Columnstore key guidelines


#1

I’m creating quick reference guidelines for key selection based on the MemSQL documentation for my team. Here is what I have for columnstore keys.

  • A columnstore table has one columnstore key, up to one shard key, and no other keys including primary keys.
  • The columnstore key should consist of the fields on which there are always, or most commonly, filters ordered from lowest to highest cardinality (from least to most unique).
  • Queries that join columnstore tables on columnstore key fields perform better with less memory overhead.
  • In general, the columnstore key should not be more precise than common query filters. For example, it may be better to include a date rather timestamp field followed by another commonly filtered field to leverage both.

I have a few questions regarding these guidelines.

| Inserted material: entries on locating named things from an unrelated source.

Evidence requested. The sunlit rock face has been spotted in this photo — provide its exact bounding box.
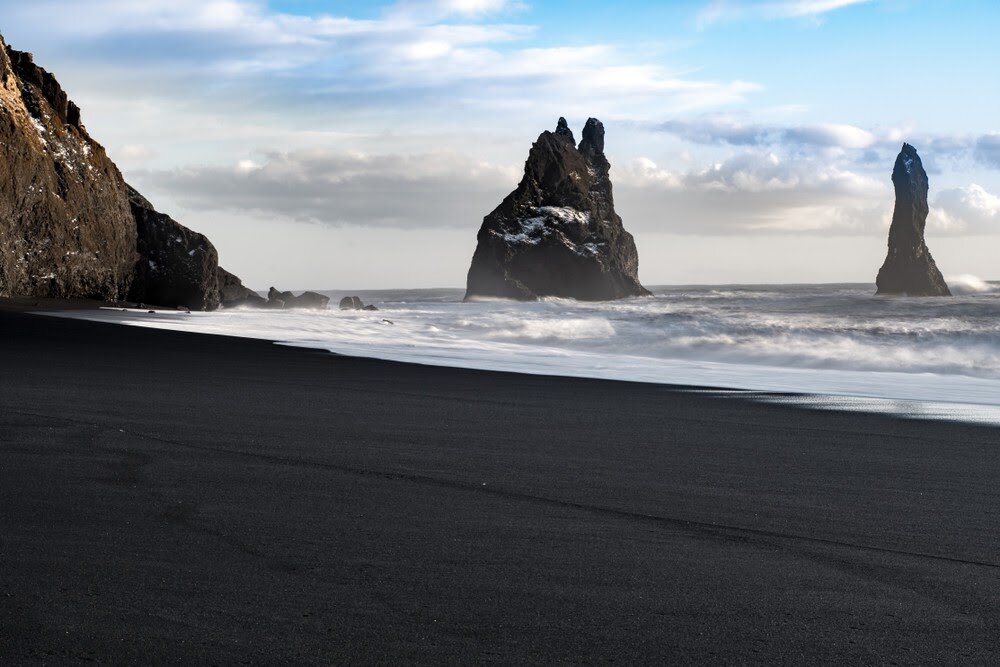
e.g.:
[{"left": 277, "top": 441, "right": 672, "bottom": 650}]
[
  {"left": 465, "top": 118, "right": 649, "bottom": 301},
  {"left": 875, "top": 144, "right": 951, "bottom": 296},
  {"left": 0, "top": 37, "right": 136, "bottom": 300},
  {"left": 0, "top": 36, "right": 264, "bottom": 310}
]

  1. If a query does not filter or join on the first field in a columnstore key, are there any circumstances in which the remaining key fields have any benefit?
  2. When should shard key fields be or not be included in the columnstore key? If a table is always joined on a shard key, should it always be included in the columnstore key? If not, why does a common filter have different benefits from a common join?
  3. If common filter fields are not yet known, are the shard and/or (undefined) primary key fields generally the best default option? (I think so because we can at least expect them to be used in joins.)
  4. The documentation states that columnstore tables joined on columnstore key fields perform better with less memory overhead. Is this only true for joins on the full columnstore key? If it can be a subset, does it have to be the first field(s) similar to question 1?
  5. The documentation focuses on queries dictating key selection but I think that it may be a good guideline to suggest that key selection can dictate queries. One key cannot accommodate all queries, so we must guide users to query in a way that leverages the keys effectively. In some cases, a table’s data distribution may dictate a specific key and thereby specific kinds of queries to perform effectively. Does that sound reasonable?

#2

The answers to your questions depend on your data and workload so there are no exact answers. The answers below try to address common cases.

  1. In general, no. However, if you do key(A,B) and a has low cardinality so that many segments have the same A value, then a filter only on B might benefit from segment elimination.
  2. Usually you want the shard key to be on a different column that the columnstore key. Reserve the columnstore key for the datetime sort order in most cases. You don’t want to shard on that normally because then your query work will be skewed when queries filter on datetime.
  3. Not clear what you mean. Sharding on one of the join columns is often a good idea.
  4. It should help if you are joining on a prefix of the key.
  5. Certainly, your physical DB design choices may make some queries perform worse so users won’t want to run them much. As long as our design makes the most common queries run fast enough, you should be okay.

#3

Thanks for your response!

  1. I understand why you don’t necessarily want to shard on everything in the columnstore key, but why wouldn’t you include the shard key in the columnstore key if you always join and/or filter on it? Why would it be different from any other common join or filter?
  2. I mean to ask whether the shard and/or (undefined) primary key are a good default option for the columnstore key when common joins and filters are not otherwise known. I say “undefined” because we may know what the primary key would be even if we cannot define it on a columnstore table.

#4

re: 2., I can see a situation where you might have a columnstore fact table with a date_key column and that column would be used both as the columnstore key (for range elimination) and to join on. But sharding on that column would probably be a bad idea because data volume is usually skewed by date, so you could get partition size skew. Plus, you would not be able to get full parallelism for a date range filter or a join with the date dimension table.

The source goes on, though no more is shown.